Enfin, on ne doit pas oublier les Très Grandes Puissances. Les Etats-Unis ont réduit leur voilure depuis l’administration Obama, mais restent néanmoins, et de loin, le principal acteur dans la région, avec des bases et facilités, navales ou aériennes, en Italie, en Grèce, en Turquie, en Egypte, en Israël, en Arabie Saoudite, à Bahrein, au Qatar, aux EAU, à Oman. La Russie a renforcé sa base de Lattakié, en Syrie, et ouvert une base au Soudan. La Chine a fait son apparition, à travers des infrastructures civiles le plus souvent mais aussi, déjà, des embryons de base. Là aussi, ces présences s’entremêlent. Que penser de Djibouti, par exemple, où voisinent désormais quatre bases : française, américaine, chinoise et turque ?

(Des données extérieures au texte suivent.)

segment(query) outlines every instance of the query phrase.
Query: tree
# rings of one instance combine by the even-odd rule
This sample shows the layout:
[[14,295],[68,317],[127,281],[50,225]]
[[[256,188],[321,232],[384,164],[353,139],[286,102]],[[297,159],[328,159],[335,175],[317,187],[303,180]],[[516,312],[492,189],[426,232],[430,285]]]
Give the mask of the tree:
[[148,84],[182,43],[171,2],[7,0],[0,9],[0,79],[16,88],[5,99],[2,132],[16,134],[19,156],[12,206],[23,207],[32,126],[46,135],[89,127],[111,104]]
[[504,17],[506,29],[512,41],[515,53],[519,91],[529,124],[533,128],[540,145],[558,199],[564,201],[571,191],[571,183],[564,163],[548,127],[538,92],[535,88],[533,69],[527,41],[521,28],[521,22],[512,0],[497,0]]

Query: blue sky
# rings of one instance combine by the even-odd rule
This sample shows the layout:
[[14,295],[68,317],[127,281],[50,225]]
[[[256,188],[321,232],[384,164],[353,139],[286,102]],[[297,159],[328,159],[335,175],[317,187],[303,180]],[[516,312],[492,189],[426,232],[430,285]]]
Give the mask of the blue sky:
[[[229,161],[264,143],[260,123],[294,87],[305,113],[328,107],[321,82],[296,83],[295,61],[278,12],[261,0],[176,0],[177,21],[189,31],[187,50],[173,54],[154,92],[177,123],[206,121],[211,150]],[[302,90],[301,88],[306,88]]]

Les Très Grandes Puissances gardent notamment une nette supériorité sur les autres acteurs régionaux en matière maritime. Ce qui leur donne, en fait, une supériorité stratégique absolue. Le Moyen Orient est pour ainsi dire déchiquetée par des mers et des détroits. Presque tous les pays dépendent de la mer pour leur commerce ou même leur alimentation. Certains – Bahrein, Qatar, les EAU – ont pratiquement été conquis sur la mer. Les hydrocarbures off shore sont des enjeux majeurs dans le Golfe et en Méditerranée.

Mais cela ne rend que plus nécessaire, pour les puissances locales, de développer leurs propres forces navales. Un dossier à suivre de près.

Reproduction autorisée avec la mention suivante : © Michel Gurfinkiel .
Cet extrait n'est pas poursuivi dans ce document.